AS RETIRED BANK OFFICER I AM COMPORMISE WITH THE VIEWS OF YOUNGER GENERATION FOR VENTURING INTO OTHER SECTOR OF BANKS LIKE MUTUAL FUNDS AND SHARE MARKET , HOWEVER I SUGGEST THAT BE CAUTIOUS IN INVESTMENTS AS THE BANK DEPOSITS MAKE GIVE LESS IT WILL BE SECURE AND SAFE IN LONG RUN AND FUNDS WILL BE AT YOUR RISK,SHARE MARKET POSITION NOW BETTER WHEN COMPARED TO PREVIOUS MONTHS AND IT WILL REQUIRE CAUTIOUS APPROACH SO DO ACCORDING THE NEEDS COME TO RISK.
We are really benefited by the nice advice from such an experienced bank officer like you Sir. We will follow you advice regarding investments and move along cautiously.
Previously Credit Management was an aftermath of deposit management because interest rates on credits as well as deposits of individual banks were regulated.Now it is reverse.Each Bank is free to mobilise deposit from the market and each Bank has to decide at what rate to lift the deposit so as to maintain a healthy margin in credit. Deposits are plentily available but Banks are reluctant to lift them for 2 reasons-
1) There is enough liquidity in the Banks and unless same
are deployed profitably, it is silly to add more deposit.
2) Banks are emphasizing on low cost Savings and Current
deposits and in this segment there is pressure of mobili
sation.
Thank you very much Bijan for your insightful details you have provided via this comment. I did not know that there was enough liquidity with the banks before you told me but when I related it with decrease in home loan and other interest rates today, then I came to the point that you are actually right. The banks or RBI has decreased the prime lending rate and thereby influencing other interest rates like mortgage loans and others because the banks have enough liquidity available and they are not looking much towards deposits because they have plenty of deposits and now they are looking towards lending money in different forms via home loans, car loans, and personal loans.

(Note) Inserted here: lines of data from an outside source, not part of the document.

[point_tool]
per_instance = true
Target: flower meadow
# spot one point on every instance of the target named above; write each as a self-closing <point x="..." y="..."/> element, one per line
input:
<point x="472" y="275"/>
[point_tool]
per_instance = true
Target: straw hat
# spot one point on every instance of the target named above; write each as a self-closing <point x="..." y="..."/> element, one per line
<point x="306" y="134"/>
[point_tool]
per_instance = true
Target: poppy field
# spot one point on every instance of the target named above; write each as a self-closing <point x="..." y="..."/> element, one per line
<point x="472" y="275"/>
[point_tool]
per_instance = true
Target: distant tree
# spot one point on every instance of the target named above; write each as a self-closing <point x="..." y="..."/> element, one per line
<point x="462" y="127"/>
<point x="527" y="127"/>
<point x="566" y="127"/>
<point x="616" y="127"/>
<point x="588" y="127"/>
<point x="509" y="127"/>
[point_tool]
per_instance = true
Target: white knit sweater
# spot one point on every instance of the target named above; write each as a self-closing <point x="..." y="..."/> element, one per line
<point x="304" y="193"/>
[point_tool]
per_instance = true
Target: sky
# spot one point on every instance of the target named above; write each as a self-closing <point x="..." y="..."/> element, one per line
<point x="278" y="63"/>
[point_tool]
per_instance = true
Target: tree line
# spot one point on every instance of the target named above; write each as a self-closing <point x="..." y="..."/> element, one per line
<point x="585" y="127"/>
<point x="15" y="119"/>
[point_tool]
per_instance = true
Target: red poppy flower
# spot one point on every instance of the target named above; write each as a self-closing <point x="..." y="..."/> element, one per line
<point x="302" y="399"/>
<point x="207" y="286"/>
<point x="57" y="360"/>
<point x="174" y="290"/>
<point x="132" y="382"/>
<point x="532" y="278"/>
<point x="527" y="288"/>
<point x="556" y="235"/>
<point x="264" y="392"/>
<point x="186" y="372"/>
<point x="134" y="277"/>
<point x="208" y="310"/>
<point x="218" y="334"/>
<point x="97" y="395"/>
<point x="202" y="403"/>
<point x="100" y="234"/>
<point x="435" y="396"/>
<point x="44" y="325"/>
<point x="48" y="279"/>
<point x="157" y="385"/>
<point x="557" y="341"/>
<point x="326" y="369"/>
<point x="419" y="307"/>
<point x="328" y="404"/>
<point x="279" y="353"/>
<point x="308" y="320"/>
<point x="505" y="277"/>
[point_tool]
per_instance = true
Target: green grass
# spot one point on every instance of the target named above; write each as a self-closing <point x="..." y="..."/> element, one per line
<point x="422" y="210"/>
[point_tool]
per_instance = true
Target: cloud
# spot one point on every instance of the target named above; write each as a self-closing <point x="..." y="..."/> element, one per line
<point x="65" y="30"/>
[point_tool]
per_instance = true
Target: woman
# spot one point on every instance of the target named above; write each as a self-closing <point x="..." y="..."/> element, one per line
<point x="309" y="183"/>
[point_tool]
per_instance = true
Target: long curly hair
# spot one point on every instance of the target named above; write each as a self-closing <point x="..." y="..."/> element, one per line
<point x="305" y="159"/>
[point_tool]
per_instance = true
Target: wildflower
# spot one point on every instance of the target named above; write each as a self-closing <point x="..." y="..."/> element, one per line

Thanks to the decreased home loan interest rates as because of that, the real estate market is rising up again and there are a lot of people who are buying properties in India including Delhi and NCR as evidenced by the real estate and property market news.














Anamika S says:
11 months ago
As a Banker myself I do not like the Policy of the Banks to concentrate more on other peoples products like insurance and Mutual Funds than concentrating on building loyal current accounts, savings account and fixed deposit customers. If something goes wrong with the Third Party products you would lose your Customer too.